L’autre partenaire nocturne qu’était la police nocturne du président parano Ahidjo rythmait à sa manière cette récréation à laquelle elle voulait absolument participer ! Grâce à ses cars qu’on appelait «Sans payer», la police jouait les trouble-fête sous le prétexte de chasser le rebelle, mais en fait rançonnait les citoyens et séquestrait bien des filles que l’on violait contre leur liberté. A Yaoundé donc, les nuits étaient rythmées par les bars dancings.

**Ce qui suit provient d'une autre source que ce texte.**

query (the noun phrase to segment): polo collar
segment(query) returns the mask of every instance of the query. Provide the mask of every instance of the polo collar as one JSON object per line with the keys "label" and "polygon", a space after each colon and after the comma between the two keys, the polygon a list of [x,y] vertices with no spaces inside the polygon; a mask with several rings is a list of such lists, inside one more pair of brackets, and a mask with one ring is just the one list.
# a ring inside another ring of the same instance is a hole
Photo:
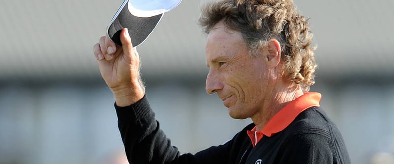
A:
{"label": "polo collar", "polygon": [[290,102],[281,109],[260,131],[256,127],[247,131],[248,135],[255,146],[264,135],[271,137],[287,127],[301,112],[312,107],[319,107],[322,95],[318,92],[307,92]]}

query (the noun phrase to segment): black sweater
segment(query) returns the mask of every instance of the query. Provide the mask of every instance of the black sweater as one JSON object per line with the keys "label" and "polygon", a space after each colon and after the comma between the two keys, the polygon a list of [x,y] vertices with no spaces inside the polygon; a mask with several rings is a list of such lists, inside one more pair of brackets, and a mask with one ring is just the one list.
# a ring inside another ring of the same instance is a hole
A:
{"label": "black sweater", "polygon": [[195,155],[180,155],[159,128],[146,97],[134,104],[115,105],[118,126],[127,158],[142,164],[350,164],[342,137],[335,125],[318,107],[300,114],[271,137],[252,145],[246,131],[251,124],[223,145]]}

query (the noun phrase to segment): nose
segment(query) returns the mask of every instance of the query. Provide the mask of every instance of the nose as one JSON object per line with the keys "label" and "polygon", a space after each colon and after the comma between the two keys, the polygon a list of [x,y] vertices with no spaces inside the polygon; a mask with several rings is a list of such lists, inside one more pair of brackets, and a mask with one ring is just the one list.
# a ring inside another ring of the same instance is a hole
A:
{"label": "nose", "polygon": [[221,82],[220,76],[217,73],[211,70],[208,73],[205,82],[205,91],[208,94],[213,94],[219,90],[223,88],[223,85]]}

A Douala, on parlait de bars légendaires tels que le bar «Joie d’été», véritable rendez-vous d’amateurs de ce qui allait devenir le makossa, dansé par des pécheurs de retour des enchères, sentant encore le marché aux poissons. Impossible de citer tous les noms de ces endroits qui furent des lieux de joie pure. «Pipe bar», «Planète bar», «5/7 Palladium bar», «Fi Jo», «Menoua bar», et j’en passe. Tous ces lieux vivaient généralement la même culture de la bière de la drague facile grâce à un jeu d’intermédiaires récompensés, de bagarres historiques entre frustrés, surtout à l’entrée de dancings animés par des orchestres. Dans ces cas, il fallait toujours engager des portiers reconnus pour leurs qualités en arts martiaux. Grâce à leurs noms souvent plus connus que les lieux alentour, les bars dancing ont joué un rôle important pour les taxis et leurs clients dans leurs opérations de repérages, sans oublier, grâce à leur fait nocturne, l’éclosion d’une nouvelle catégorie de taximen spécialisés dans le transfert de nuit. Le très célèbre Américain, un jeune chauffeur de taxi qui n’apparaissait que la nuit, était de ces nouveaux transporteurs de nuit qui faisaient de leur auto un arbre de noël nocturne… et un chauffeur de confiance. Tout noctambule se devait de connaitre le très fameux «Boulon» qui a construit sa fortune sur la confiance des nuitards…en mal de sécurité


Escalier bar ne s’animait véritablement que tard dans la nuit, lorsque tous les bars environnants avaient fermé. Grâce à une licence destinée à cet effet, ce bourbier pouvait devenir une véritable cocotte-minute le dimanche, surtout à l’issue d’un Tonnerre-Canon, d’un match international ou de cotisations féminines de filles Beti du coin.

Paquita bar, Mango bar, des lieux qui rappellent de grands noms, de grands moments avec notamment Messi Martin et son orchestre les «Los Camaroes». De l’autre côté de la ville, «Maffo bar», «Tailleur bar», sont devenus des refuges pour étudiants de l’université désireux de s’encanailler pour pas cher, tandis que du côté de la Briqueterie, on se rendait à «Parafifi» pour y lever des beautés moins onéreuses vouées aux militaires ivres… On ne saurait ne pas passer par «Escalier bar», le bien nommé, auquel l’on accédait après un escalier légendaire. Là, on dansait sous orchestre orienté vers la rumba et ce qui deviendrait le bikut si avec Ndo Clément, un talent qui faisait pâmer son public de musique dite typique. Escalier bar ne s’animait véritablement que tard dans la nuit, lorsque tous les bars environnants avaient fermé. Grâce à une licence destinée à cet effet, ce bourbier pouvait devenir une véritable cocotte-minute le dimanche, surtout à l’issue d’un Tonnerre-Canon, d’un match international ou de cotisations féminines de filles Beti du coin.  Ici, iI était de rigueur de ne jamais draguer sous peine de provoquer une bataille rangée… de lutteurs bien imbibés.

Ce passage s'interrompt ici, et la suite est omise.